Thursday, May 9, 2019

Oldies but Goodies Aren't in Rocking Chairs




While Granny is Rockin', Grandpa's Gawkin'





By Randy McNutt


Once, there were no “oldies,” except grandma and grandpa. Then in the late 1950s came a demand for records from the beginning of rock ’n’ roll. Oddly enough, the early days had happened only five or six years earlier. No matter. The need was there. 

The original term oldies meant something specific: doo-wop singles. Soon the demand for oldie LPs increased, too. As Music Business magazine put it in 1964: “The evolution of the term oldie in recent years is comparable to what has happened to such originally specific terms as folk and hootenanny. They tended to take on a broader meaning than originally and as this pattern developed the trend itself became diluted and less clear-cut.” 

In New York, Irving “Slim” Rose opened what is considered one of the first oldies-only record shops in the nation, Times Square Records. Rose referred to oldies as those made from 1953 to 1959. His customers were mainly in their teens to early twenties. Rose sold original 45- and 78-rpm discs. Soon he started releasing original doo-wop masters on his own label. Some DJs started playing them on oldies radio programs. Noticing this trend, the original record labels started re-releasing some of their old hits. 

In the late ’60s, the oldies market picked up considerably, blossoming in the era of hipness, hippies, and psychedelia. Companies kept up with the times by re-releasing songs from the early ’60s. Meanwhile, the ’50s oldies market remained strong, sparking a modest career comeback for Bill Haley, who by 1968 sounded like a clunking old Chevy without an exhaust.

And so, the oldies market drifted into the future. Old being a relative term, the oldies expanded to include classic hits a decade ago. To meet the demand, an increasing number of the original record labels began publishing catalogs exclusively devoted to their re-issue discs. 

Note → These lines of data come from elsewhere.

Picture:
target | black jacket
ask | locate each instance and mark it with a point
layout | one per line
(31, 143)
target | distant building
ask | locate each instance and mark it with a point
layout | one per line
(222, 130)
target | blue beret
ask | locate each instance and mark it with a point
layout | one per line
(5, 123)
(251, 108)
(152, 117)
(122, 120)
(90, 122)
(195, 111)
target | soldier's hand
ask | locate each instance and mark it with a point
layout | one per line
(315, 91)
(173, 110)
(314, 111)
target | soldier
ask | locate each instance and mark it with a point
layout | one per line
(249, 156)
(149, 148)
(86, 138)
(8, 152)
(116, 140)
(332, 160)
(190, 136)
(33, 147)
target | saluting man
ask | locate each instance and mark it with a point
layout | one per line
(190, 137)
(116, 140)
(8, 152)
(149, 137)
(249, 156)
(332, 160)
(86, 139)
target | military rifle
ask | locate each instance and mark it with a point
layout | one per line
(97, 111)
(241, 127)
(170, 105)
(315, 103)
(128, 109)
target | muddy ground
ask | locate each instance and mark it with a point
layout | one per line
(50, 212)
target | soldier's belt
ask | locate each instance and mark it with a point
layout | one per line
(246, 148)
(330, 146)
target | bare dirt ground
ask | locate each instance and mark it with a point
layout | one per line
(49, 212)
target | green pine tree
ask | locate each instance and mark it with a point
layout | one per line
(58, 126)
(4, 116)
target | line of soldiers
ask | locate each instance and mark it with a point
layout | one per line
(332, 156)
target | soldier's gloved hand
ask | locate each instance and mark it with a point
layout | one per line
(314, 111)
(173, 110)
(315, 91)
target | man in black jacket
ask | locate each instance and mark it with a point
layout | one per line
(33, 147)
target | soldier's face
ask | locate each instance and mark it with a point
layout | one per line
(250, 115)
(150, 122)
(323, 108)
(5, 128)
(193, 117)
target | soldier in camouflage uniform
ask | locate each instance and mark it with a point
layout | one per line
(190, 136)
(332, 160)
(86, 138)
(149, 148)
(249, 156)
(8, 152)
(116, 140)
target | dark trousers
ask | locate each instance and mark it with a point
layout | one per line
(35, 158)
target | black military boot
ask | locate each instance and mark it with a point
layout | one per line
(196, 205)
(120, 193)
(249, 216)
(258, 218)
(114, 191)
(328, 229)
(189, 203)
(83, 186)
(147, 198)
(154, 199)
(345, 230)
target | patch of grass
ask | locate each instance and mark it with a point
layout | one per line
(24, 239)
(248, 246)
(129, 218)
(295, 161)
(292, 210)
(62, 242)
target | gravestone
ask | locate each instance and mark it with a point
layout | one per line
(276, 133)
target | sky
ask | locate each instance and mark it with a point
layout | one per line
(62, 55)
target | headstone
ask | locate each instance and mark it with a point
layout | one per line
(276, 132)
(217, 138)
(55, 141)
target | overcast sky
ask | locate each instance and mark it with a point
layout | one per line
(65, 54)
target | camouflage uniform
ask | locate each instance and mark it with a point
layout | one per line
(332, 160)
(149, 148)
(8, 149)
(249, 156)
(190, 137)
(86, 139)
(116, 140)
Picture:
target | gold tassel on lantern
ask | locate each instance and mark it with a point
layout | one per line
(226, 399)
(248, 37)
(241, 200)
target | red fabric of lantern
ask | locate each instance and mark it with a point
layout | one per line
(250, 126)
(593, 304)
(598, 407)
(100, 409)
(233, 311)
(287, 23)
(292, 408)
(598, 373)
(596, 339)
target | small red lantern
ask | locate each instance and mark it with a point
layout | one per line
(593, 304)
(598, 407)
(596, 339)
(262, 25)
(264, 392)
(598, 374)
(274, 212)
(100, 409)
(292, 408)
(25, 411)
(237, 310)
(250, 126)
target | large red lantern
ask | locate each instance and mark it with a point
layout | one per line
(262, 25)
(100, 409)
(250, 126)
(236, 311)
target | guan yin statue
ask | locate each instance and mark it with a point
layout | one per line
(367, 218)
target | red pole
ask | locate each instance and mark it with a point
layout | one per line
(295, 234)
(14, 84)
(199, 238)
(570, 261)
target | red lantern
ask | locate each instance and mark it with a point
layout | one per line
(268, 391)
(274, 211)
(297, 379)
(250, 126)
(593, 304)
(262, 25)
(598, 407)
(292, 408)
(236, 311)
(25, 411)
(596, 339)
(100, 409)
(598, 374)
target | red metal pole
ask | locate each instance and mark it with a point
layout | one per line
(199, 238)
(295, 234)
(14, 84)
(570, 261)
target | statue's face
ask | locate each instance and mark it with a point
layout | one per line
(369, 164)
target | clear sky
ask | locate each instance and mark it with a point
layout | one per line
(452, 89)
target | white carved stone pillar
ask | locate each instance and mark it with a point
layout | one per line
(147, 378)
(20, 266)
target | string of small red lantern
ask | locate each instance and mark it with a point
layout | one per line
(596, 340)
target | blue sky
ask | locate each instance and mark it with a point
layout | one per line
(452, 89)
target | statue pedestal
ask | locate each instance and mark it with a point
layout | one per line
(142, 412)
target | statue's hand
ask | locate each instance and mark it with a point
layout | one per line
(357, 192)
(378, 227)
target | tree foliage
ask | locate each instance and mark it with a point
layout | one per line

By 1971, Sterling, the title-strip maker for jukebox records, counted forty-one record companies with oldies catalogs. From 1970 to 1971, the number of labels offering oldies catalogs doubled, according to Billboard. One beneficiary of the oldie was the jukebox industry. When labels realized the oldie was not a fad, they started forming their own special imprints for oldies. One of them was Starday’s Country Jukebox Oldies. Others included RCA’s Gold Standard and Decca’s Original Performance. Elektra introduced its Spun Gold series in 1971. In that period, the most favorite oldies were by big-name acts in various genres, including Ray Price in country and Creedence Clearwater Revival in rock. Obviously, not all kids were dipping into the past for their fix of music. 

These days, oldies are taken for granted as a part of the record business. They are often called re-issue albums. Perhaps the 45 oldie will come back stronger now that younger people have discovered vinyl.

Excerpted from Randy McNutt's Spinning the Groove: An A to Z Adventure to the Lore, Legends, and Lingo of the Old Record Business (HHP Books.)